指に着けた瞬間が本番。長くこの仕事をして気づいた、本当に良い指輪の条件
指に着けた瞬間が本番です
ボクが好きな話があります。
車のデザイナーが言った言葉です。「停まっている時のデザインだけではダメだ。走っている姿もデザインしなければならない」
これはジュエリーにも全く同じことが言えます。
指輪はケースの中に飾るものではありません。指に着けるものです。だから、指に着けた時に一番美しく見えるように作らなければいけない。ボクはずっとそう考えてきました。
ケースの中では綺麗なのに
ジュエリーショップで指輪を選ぶ時、ケースの中に並んでいる状態で見ますよね。あの状態だと、どれも綺麗に見えます。

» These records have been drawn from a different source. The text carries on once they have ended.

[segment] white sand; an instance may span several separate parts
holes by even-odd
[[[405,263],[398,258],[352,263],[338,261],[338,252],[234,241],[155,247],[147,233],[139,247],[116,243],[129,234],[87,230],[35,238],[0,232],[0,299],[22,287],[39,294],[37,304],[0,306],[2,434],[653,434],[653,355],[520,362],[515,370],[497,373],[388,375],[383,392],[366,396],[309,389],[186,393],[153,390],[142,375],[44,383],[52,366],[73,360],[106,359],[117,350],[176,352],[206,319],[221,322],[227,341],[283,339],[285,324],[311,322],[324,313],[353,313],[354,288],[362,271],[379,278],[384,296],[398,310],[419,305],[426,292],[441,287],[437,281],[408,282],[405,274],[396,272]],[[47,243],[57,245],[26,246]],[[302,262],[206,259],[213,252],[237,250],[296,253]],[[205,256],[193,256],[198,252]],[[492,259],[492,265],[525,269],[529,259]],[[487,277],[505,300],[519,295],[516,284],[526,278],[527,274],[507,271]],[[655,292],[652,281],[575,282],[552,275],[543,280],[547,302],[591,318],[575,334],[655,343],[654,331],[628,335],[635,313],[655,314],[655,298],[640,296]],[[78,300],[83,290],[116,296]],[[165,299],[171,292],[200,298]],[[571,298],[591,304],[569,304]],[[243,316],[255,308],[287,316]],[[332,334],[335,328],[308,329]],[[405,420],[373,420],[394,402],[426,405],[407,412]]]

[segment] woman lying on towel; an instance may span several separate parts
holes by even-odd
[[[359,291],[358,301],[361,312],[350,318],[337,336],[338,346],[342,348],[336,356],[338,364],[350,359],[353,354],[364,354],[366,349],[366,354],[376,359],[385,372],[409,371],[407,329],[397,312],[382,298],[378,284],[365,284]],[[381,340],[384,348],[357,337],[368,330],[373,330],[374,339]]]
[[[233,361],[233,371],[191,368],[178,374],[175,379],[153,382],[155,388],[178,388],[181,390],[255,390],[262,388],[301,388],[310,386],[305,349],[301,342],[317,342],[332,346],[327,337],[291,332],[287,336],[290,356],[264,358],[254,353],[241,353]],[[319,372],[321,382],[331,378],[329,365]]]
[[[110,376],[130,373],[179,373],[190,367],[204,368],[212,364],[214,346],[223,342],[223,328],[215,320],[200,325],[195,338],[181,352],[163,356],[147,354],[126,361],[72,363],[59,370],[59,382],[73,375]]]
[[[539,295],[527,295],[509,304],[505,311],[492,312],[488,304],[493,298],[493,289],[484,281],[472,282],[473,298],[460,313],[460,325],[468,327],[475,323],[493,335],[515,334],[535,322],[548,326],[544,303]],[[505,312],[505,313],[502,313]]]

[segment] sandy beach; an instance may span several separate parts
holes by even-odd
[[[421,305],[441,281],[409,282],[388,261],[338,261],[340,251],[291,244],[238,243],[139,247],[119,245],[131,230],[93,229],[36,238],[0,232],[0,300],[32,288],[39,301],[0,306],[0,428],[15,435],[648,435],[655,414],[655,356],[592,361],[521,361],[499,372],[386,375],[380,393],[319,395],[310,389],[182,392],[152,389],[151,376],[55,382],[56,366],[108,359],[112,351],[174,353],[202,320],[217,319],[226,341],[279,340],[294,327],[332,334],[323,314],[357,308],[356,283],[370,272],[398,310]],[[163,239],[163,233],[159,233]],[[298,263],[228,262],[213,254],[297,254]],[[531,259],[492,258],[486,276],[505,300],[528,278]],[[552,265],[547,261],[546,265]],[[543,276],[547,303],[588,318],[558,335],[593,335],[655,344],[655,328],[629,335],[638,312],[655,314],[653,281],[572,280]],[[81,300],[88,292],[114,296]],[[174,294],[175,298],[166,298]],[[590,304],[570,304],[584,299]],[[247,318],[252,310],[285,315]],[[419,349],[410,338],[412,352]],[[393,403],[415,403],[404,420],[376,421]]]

でも、実際に指に着けてみると「あれ?」と思うことがあります。
ケースの中では綺麗だったのに、指に着けた途端にしっくりこない。そういう指輪が実は少なくないんです。
長いことこの仕事をしていると、それがすぐにわかります。アームの形、爪の位置、全体のバランス。指に着けた時にどう見えるか、どう感じるか。ケースに入れた状態と指に着けた状態では、見え方が全然違います。
でも買う側にはわかりません。だからこそ、ボクは最初からそこを考えて作っています。
お客さんに教えてもらったこと
ずいぶん前の話です。展示会で、指の皮膚が見えるデザインの指輪をお客さんにおすすめしたことがありました。
その時に言われた一言が今でも頭に残っています。
「皮膚が見えると産毛も見えるし、あんまり好きじゃないの。」
その言葉を聞いてから、ボクはそういったデザインの指輪を作らなくなりました。勧めることもなくなりました。
それ以降、もしお客さんがそういったデザインを希望された時は、必ずその話をするようにしています。気づかなかった視点を教えてもらったんです。
指輪を実際に使う人の感覚には、作り手が気づけないことがあります。だからボクはお客さんの声をずっと大事にしてきました。
ダイヤモンドと枠はセットで考える
指輪を選ぶ時、まずダイヤモンドを決めてから枠を選ぶ、という順番で考える人が多いです。
でもボクの考え方は違います。ダイヤモンドと枠は最初からセットです。このダイヤモンドにはこの枠、という組み合わせで設計しています。
なぜかというと、同じダイヤモンドでも枠の設計次第で輝きがまったく変わるからです。光の入り方、反射の仕方、指に着けた時の存在感。全部変わります。
ダイヤモンドのスペックばかり気にする人がいますが、正直に言うと、カット以外のグレードはそこまで神経質にならなくて大丈夫です。それよりも枠との組み合わせの方がよっぽど大事です。
良いカットのダイヤモンドを、そのダイヤモンドのために設計された枠に乗せる。それだけで見違えるように美しくなります。
地金はしっかり使う
もう一つ、ボクがこだわっていることがあります。地金の量です。
コストを下げるために地金を薄くする指輪があります。見た目はほとんど変わりません。でも着けた時の感覚が全然違います。
フィット感、安定感、毎日着け外しをする時の感覚。そういったところに地金の量は直接影響します。毎日着ける指輪だからこそ、そこは妥協したくないんです。
毎日着けていられる指輪が本物
婚約指輪は特別な日だけに着けるものではありません。毎日着けていられる指輪が本当に良い指輪だとボクは思っています。
着けるたびに「良いな」と思える。着け外しのたびに気持ちいいと感じる。10年後も20年後も変わらずそう思ってもらえる。そういう指輪を作りたいといつも考えています。
ショーケースの中で一番綺麗に見える指輪が、必ずしも一番良い指輪とは限りません。指に着けた瞬間が本番です。その瞬間のために、ボクは一本一本作っています。